О гибели мужа Ольга Ермилова узнала в воскресенье днем. Сначала она не особенно волновалась, когда мужа в десять вечера еще не было дома, она понимала, что Михаил ее избегает и старается по возможности прийти как можно позже. В одиннадцать вечера, когда налетел ураган, Ольга забеспокоилась. В три часа ночи, спустя примерно час после того, как природа успокоилась, мужа еще не было, и Ольга решила, что в связи с бедствием всех работников милиции вызвали на службу. В десять утра она позвонила Михаилу на работу, но ей никто не ответил. И она вдруг отчетливо осознала, что его нет не только дома. Его нет вообще.
А к пяти часам вечера ей сообщили.
В среду к ней пришел Дударев. После проведенных в камере дней выглядел он неважно, похудел, осунулся, но глаза горели каким-то злым огнем. Он позвонил Ольге и спросил, где они могут встретиться. Ольга сказала, что он может приехать к ней.
— Меня выпустили, — заявил Георгий прямо с порога.
— Я вижу, — тихо ответила Ольга, не глядя ему в лицо.
— Ты что, не рада?
— Я рада за тебя.
— Меня совсем выпустили, ты что, не понимаешь? До этих ментов поганых дошло наконец, что я не виноват в смерти Елены.
— Я понимаю, Георгий. Тебя выпустили совсем.
Дударев посмотрел на Ольгу более внимательно, попытался обнять, но она отстранилась.
— Ты что, больше меня не любишь? — спросил он, сам не веря в то, что говорит.
Она ждала этого вопроса, она давно его ждала и знала, что отвечать придется. Если она не хочет, чтобы все началось сначала, ей придется собрать остатки мужества и ответить. Ответ был готов заранее, но в этот момент Ольга едва не дрогнула. Может, не надо? Она осталась одна, Георгий тоже один, и нет ничего плохого в том, что они будут вместе.
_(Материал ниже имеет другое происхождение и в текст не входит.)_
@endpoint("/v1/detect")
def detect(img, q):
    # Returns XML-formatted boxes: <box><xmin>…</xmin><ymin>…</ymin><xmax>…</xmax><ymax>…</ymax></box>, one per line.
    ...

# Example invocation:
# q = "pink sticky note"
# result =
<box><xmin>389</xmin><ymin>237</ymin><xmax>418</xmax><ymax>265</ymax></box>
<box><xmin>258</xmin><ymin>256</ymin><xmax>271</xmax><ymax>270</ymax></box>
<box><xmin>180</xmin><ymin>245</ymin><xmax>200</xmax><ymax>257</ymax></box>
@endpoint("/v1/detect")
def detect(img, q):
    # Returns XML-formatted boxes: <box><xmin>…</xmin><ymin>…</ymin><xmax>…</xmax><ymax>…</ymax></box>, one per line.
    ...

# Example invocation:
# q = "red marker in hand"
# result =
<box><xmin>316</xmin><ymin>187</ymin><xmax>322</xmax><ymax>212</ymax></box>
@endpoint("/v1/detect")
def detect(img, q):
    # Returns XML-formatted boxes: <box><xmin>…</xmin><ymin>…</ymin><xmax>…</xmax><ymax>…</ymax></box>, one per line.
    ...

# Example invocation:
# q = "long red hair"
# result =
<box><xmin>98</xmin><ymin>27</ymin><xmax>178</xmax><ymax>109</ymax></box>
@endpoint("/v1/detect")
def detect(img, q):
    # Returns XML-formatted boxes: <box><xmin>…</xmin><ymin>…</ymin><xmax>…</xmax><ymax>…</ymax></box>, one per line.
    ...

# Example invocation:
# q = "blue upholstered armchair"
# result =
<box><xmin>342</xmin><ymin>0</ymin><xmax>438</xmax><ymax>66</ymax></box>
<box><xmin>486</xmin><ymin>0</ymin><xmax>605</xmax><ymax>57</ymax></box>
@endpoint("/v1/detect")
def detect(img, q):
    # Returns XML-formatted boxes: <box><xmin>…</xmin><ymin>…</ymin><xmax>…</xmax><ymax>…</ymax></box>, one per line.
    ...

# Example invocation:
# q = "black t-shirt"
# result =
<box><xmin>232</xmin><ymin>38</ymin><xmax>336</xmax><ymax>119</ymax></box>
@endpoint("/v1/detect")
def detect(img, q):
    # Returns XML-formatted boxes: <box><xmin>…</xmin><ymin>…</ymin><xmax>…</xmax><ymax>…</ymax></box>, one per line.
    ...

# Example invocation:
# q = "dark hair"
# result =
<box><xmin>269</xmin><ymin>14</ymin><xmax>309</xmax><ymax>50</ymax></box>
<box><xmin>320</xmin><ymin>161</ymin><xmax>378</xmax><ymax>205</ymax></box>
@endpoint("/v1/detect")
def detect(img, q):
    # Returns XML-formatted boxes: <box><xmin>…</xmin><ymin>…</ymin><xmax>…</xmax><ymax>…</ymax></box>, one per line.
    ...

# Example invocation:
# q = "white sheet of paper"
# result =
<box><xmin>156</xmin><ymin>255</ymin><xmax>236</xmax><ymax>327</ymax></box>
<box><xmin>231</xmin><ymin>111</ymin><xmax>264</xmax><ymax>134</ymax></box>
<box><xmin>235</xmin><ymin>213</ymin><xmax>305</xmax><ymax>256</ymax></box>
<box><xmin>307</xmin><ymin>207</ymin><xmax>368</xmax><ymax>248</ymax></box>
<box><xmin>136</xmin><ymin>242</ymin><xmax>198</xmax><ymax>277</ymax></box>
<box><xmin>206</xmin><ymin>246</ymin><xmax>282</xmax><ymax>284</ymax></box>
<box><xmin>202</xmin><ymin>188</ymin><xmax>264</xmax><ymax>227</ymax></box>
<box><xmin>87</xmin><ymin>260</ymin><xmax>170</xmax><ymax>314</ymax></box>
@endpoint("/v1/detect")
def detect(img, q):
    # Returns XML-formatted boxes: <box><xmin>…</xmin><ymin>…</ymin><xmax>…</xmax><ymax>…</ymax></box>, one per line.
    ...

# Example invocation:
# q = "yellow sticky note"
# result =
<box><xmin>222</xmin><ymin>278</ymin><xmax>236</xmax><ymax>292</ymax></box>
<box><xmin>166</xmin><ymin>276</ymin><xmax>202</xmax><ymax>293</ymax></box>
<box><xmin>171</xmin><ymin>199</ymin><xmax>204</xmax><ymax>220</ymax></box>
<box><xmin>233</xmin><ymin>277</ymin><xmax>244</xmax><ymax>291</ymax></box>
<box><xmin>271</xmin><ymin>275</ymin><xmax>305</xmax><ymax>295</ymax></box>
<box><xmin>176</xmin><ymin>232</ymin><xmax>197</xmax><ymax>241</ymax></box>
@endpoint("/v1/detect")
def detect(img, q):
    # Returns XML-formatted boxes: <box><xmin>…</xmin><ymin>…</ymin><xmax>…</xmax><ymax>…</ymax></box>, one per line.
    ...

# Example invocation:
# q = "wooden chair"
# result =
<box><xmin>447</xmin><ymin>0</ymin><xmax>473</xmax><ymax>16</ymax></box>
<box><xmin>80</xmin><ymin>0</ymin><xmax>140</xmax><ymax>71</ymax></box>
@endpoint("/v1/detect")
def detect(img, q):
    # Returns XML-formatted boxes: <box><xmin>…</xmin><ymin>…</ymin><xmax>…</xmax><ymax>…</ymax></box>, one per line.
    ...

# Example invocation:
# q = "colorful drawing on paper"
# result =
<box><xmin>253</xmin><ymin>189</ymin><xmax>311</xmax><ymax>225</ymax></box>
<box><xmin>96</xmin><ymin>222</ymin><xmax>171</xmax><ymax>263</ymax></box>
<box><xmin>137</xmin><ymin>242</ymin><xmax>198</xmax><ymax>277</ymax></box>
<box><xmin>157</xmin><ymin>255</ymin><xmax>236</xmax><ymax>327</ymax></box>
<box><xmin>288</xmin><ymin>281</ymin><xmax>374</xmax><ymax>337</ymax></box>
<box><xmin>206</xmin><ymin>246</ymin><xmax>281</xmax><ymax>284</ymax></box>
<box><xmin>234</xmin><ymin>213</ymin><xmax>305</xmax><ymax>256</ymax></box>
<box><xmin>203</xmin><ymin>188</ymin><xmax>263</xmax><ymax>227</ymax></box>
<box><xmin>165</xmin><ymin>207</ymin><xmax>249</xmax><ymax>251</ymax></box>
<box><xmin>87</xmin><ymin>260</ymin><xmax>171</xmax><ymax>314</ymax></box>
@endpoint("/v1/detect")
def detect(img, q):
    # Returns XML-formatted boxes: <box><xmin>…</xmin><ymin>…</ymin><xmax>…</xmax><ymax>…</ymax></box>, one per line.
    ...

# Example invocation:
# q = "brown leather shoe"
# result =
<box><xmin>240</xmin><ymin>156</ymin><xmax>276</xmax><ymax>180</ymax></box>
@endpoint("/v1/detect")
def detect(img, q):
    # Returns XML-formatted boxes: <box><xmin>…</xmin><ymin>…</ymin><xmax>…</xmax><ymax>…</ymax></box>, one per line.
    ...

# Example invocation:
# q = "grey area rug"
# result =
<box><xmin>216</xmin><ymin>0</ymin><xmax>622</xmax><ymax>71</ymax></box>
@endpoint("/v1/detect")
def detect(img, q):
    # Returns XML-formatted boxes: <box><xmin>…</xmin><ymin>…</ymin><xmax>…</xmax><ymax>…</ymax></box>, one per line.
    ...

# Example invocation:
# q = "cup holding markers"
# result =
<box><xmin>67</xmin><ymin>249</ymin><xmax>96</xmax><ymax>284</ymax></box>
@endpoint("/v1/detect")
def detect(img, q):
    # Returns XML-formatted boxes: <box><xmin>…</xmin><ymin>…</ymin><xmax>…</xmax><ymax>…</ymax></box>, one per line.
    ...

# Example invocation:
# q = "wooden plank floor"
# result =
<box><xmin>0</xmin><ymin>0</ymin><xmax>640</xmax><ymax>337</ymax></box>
Ведь были же те полгода, когда им было так хорошо вместе. Полгода, когда ей казалось, что она счастлива. Так, может быть, это не ушло совсем? Может быть, все еще вернется? Ей так трудно будет одной… Нет, нельзя. Если она хочет сохранить хоть каплю уважения к себе после всего, что натворила, надо ответить так, как решила.
— Нет, не люблю, — сказала она, не слыша себя.
На такой ответ Георгий явно не рассчитывал. На небритом хмуром лице проступило недоверие, уж не ослышался ли.
— Как это понимать? Вчера любила, а сегодня не любишь?
— Да, сегодня уже не люблю.
— Что, и встречаться со мной больше не будешь?
— Не буду.

— Что, и встречаться со мной больше не будешь?
— Не буду.
Ну вот и все, слова произнесены. Хода назад нет, теперь уже нельзя сказать, что ты пошутила или неудачно выразилась и тебя неправильно поняли. Все предельно ясно. Ольга почувствовала облегчение, насколько вообще возможно такое чувство накануне похорон мужа.
Дударев нервно заходил по комнате, засунув руки в карманы брюк.
— Оля, что происходит? Я тебя чем-то обидел? Объяснись, будь любезна.
— Я ничего не могу с этим поделать, Георгий, — ровным голосом ответила она. — Я больше не хочу быть с тобой. Не хочу.
— Так, значит, — с угрозой произнес Георгий Николаевич. — Пока я был в порядке, ты меня любила, а стоило мне попасть в беду — так все, пошел вон со двора, нам замаранные не нужны, мы чистеньких любим. Так, что ли?
Ольга помолчала, потом отошла от Дударева в противоположный угол комнаты и встала, прижавшись спиной к стене. Ей не нужно было сейчас это объяснение, но рано или поздно оно должно было состояться, так пусть уж лучше сейчас, не стоит откладывать.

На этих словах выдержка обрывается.